Since 2005, MIB’s work with government, insurers and the police has helped seize more than 2.5 million uninsured vehicles.

However, the MIB Board has approved the significant investment to scale up the work. The programme’s discovery phase has seen MIB review and analyse data and current methods to see how to make them work better, as well as beginning to identify and plan for new initiatives beginning in 2024.

MIB’s Martin Saunders said: “We’ve made good progress in a short space of time. We’ve expanded our enforcement team to support and equip the police at the roadside, committed to fund Operational Tutelage for another three years, and have already started work to refresh the way we work with the DVLA to compare a list of vehicles on the road with those that carry insurance to help identify problem vehicles and inform motorists to buy insurance.

“But there’s lots more we’re going to do. We’ll have a big focus on leveraging technologies and data in our digital world such as utilising predictive analytics; better informed ‘hotspots’ and establishing partnerships with those who we believe can help tackle the uninsured problem.

“We’ll also continue influencing government because we don’t believe the current penalties for driving uninsured are a strong enough deterrent. With this more focused and co-ordinated approach, there will be no hiding places for those who continue to flout the law.”

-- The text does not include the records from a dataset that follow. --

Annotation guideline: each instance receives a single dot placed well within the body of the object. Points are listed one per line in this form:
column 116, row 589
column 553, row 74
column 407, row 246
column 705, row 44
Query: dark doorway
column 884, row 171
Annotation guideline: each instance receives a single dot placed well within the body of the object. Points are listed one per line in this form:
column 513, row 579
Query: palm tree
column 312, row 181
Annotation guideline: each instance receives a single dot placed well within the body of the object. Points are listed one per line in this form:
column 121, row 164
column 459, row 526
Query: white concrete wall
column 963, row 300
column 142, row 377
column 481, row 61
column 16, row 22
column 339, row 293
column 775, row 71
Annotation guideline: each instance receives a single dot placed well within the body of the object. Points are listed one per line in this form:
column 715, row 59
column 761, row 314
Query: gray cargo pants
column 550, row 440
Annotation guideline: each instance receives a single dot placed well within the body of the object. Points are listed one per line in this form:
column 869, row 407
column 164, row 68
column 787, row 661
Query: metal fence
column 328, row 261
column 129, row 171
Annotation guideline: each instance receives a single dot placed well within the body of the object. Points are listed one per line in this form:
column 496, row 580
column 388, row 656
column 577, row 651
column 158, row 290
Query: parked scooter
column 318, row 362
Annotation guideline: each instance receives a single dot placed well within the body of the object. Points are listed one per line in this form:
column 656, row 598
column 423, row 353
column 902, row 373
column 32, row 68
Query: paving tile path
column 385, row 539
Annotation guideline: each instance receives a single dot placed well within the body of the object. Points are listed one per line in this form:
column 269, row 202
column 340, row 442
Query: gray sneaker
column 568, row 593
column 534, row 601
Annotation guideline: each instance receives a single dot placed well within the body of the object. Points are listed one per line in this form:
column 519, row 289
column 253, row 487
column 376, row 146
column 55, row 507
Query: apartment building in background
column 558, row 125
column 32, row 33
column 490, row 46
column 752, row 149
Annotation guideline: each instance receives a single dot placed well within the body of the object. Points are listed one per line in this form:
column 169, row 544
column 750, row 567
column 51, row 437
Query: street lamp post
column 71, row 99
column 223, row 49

James Dalton, chief services officer at MIB, said: “Uninsured driving has huge physical, emotional and economic impact, so we have to do all we can to turn our vision into reality and make driving without insurance a thing of the past.

“We’ve got huge plans to test and trial new ideas to come up with the most effective package of initiatives that make sure uninsured drivers have nowhere to hide and we can get them off the roads before it’s too late.”